Second conclusion only confirmed what we know already – use of small screen devices strain the eye more than when your whole field of view is occupied by a headset. With VR headset, eyes are orientating/focusing similar to real world, unlike the tablet experience. These conclusions are not the only examples in the field.
Can VR really improve your vision?
Several years ago, there was a story of Mr. James Blaha, who suffered from two serious visual conditions, amblyopia (lazy eye) and strabismus (crossed eyes). He encountered Dr. Marc Levin from UC San Francisco. After the treatment, he kickstarted the company now called Vivid Vision, which uses VR headsets to develop VR health applications which might help treat eye conditions.

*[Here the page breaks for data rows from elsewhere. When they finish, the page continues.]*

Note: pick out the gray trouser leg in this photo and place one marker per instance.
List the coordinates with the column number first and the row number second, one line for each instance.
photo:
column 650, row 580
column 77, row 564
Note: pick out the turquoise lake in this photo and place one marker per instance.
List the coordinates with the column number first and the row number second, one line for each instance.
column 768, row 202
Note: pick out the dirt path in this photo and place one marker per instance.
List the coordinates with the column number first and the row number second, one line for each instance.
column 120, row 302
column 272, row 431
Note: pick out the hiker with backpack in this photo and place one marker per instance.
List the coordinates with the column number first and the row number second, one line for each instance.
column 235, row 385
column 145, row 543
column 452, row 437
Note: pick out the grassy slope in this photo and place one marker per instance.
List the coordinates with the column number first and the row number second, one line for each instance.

Ever since personal computing debuted on world’s stage, we’ve heard a lot of ‘studies’ that preached the negative narrative, focusing on health concerns and isolationist effect of personal computing on children. Probably the best scare tactic in psychological terms. Yet, today’s world is connected and smaller than ever before, with obvious psychological and health benefits.
With new technologies, we are hearing the same story over again. Remember the recent article PlayStation VR use “might lead” to disastrous health problems? Then again, that article came from the Mirror, UK-based tabloid newspaper. Quote of “leading laser eye surgeon Dr David Allamby, clinical director of London’s Focus clinic, says VR could be setting up a generation of young adults for myopia and agonisingly-painful “dry eye”.”
We would encourage you to take both the study and doctors’ comments with the grain of salt.